As expected, forbearance volumes declined this week, driven by January month-end plan expirations. According to Black Knight’s McDash Flash Forbearance Tracker, after two (also expected) consecutive weekly increases, the number of mortgages in active forbearance fell by 45,000, a 1.6% drop this week.
As of February 2, there were still another 47,000 plans with January 31 expiration dates. As servicers review those plans for extension or removal, we could see some further, modest declines over the next few days.
Declines were seen across investor classes, with the largest seen among FHA/VA forbearances (-23,000 / -2%), followed by a 12,000 (-1.3%) decline in GSE forbearances and a 10,000 (-1.4%) improvement in plans among portfolio-held, and privately securitized, loans.
However, despite the strong weekly numbers, overall improvement continues to be limited. The total number of loans in active forbearance is down just 42,000 (-1.5%) from last month. As of February 2, 2.72 million homeowners (5.1%) remain in active COVID-19-related forbearance plans.
While this is the smallest that group has been since late April, volumes have been essentially stuck in the 2.72 million to 2.81 million range since early November.
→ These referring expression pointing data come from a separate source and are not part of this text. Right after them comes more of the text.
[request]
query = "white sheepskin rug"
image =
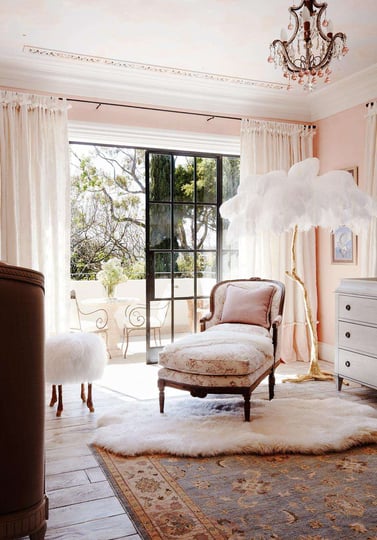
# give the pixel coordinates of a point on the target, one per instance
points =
(209, 427)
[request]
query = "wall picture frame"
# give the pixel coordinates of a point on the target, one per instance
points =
(343, 241)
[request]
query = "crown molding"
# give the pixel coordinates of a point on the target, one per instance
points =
(108, 82)
(153, 138)
(72, 75)
(148, 68)
(345, 94)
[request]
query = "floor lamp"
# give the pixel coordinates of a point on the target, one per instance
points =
(296, 201)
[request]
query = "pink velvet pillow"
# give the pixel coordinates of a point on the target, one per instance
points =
(248, 306)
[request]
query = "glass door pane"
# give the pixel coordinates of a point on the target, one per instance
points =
(182, 241)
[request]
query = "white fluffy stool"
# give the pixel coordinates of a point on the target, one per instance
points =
(74, 358)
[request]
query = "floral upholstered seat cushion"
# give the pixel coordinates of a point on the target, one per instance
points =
(224, 350)
(211, 381)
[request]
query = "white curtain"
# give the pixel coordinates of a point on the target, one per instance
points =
(268, 146)
(368, 239)
(35, 201)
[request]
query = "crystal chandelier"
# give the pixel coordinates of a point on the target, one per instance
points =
(305, 55)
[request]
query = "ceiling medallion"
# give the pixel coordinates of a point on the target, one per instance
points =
(305, 55)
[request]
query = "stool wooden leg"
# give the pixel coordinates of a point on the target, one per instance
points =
(161, 386)
(89, 401)
(54, 397)
(83, 396)
(60, 401)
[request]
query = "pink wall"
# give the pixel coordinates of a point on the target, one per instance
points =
(340, 144)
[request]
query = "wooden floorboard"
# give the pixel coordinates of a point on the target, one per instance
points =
(83, 504)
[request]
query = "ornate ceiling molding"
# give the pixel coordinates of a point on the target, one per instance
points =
(149, 68)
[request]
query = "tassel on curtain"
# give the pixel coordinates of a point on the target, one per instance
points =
(35, 201)
(268, 146)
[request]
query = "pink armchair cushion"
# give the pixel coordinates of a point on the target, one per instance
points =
(248, 306)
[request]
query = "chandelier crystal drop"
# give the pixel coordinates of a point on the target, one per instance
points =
(305, 54)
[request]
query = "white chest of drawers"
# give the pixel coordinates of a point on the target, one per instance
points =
(356, 332)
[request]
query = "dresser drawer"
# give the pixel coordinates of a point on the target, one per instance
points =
(357, 308)
(357, 367)
(357, 337)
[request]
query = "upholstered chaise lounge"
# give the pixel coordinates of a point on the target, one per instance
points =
(238, 345)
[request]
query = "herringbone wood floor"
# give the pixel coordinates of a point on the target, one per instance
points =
(82, 502)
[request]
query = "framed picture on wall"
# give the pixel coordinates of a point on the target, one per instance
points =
(344, 246)
(355, 173)
(343, 241)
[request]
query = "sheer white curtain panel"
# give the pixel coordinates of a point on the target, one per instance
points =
(368, 239)
(35, 194)
(268, 146)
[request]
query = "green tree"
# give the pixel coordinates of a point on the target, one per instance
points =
(107, 206)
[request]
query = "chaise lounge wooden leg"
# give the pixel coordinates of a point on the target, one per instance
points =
(54, 397)
(60, 400)
(247, 396)
(271, 385)
(89, 401)
(83, 396)
(161, 386)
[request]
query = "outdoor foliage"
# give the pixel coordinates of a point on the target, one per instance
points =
(108, 208)
(107, 205)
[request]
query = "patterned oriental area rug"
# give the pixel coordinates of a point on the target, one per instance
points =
(248, 497)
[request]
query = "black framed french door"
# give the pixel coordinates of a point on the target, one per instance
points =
(183, 240)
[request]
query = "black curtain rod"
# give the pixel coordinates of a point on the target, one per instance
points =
(207, 116)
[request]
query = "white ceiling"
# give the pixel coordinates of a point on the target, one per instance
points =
(204, 55)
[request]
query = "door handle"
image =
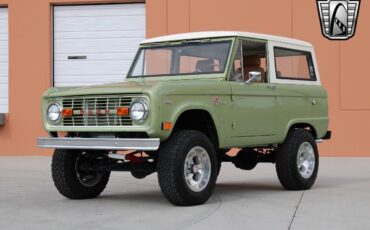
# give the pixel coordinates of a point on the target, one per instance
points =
(271, 86)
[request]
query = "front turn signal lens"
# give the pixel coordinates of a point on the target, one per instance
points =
(122, 111)
(167, 125)
(67, 112)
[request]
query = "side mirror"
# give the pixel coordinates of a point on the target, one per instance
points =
(254, 77)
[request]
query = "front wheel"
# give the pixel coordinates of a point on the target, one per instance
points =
(187, 168)
(73, 177)
(297, 160)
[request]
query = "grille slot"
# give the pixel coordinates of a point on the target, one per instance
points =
(96, 111)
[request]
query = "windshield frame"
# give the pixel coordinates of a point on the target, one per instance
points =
(229, 40)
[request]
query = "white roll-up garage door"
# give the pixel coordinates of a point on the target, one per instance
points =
(4, 98)
(95, 44)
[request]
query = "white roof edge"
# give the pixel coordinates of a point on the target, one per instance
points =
(215, 34)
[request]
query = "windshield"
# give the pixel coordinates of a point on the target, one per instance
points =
(187, 58)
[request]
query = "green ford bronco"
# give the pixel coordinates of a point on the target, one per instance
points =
(186, 101)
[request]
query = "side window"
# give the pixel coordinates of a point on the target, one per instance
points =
(294, 64)
(250, 57)
(237, 68)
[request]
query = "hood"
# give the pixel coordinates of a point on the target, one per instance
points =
(106, 89)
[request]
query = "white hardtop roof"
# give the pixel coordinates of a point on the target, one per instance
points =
(216, 34)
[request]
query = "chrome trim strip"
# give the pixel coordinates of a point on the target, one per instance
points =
(144, 144)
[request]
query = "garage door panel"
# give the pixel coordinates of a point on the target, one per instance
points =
(92, 67)
(75, 79)
(96, 43)
(4, 77)
(100, 10)
(99, 24)
(3, 37)
(97, 56)
(3, 58)
(137, 34)
(4, 69)
(4, 80)
(3, 90)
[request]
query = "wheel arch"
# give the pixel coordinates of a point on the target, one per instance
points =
(198, 119)
(302, 125)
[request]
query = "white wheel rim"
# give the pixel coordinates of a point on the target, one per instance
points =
(306, 160)
(197, 169)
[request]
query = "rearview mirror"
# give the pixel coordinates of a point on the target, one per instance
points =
(254, 76)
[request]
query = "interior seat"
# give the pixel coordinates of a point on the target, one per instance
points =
(253, 63)
(204, 66)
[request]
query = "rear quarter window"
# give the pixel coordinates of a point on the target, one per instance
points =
(294, 64)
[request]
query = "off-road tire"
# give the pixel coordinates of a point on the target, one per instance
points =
(171, 160)
(286, 160)
(65, 177)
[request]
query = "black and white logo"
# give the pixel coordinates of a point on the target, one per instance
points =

As we move toward the middle of February, keep in mind the trend of mid-and late month increases in active forbearance plans.
Looking ahead, some 390,000 plans are set to expire at the end of this month. This represents perhaps the last opportunity for moderate improvement in forbearance volumes before the first wave of plans reach their currently scheduled 12-month expirations at the end of March.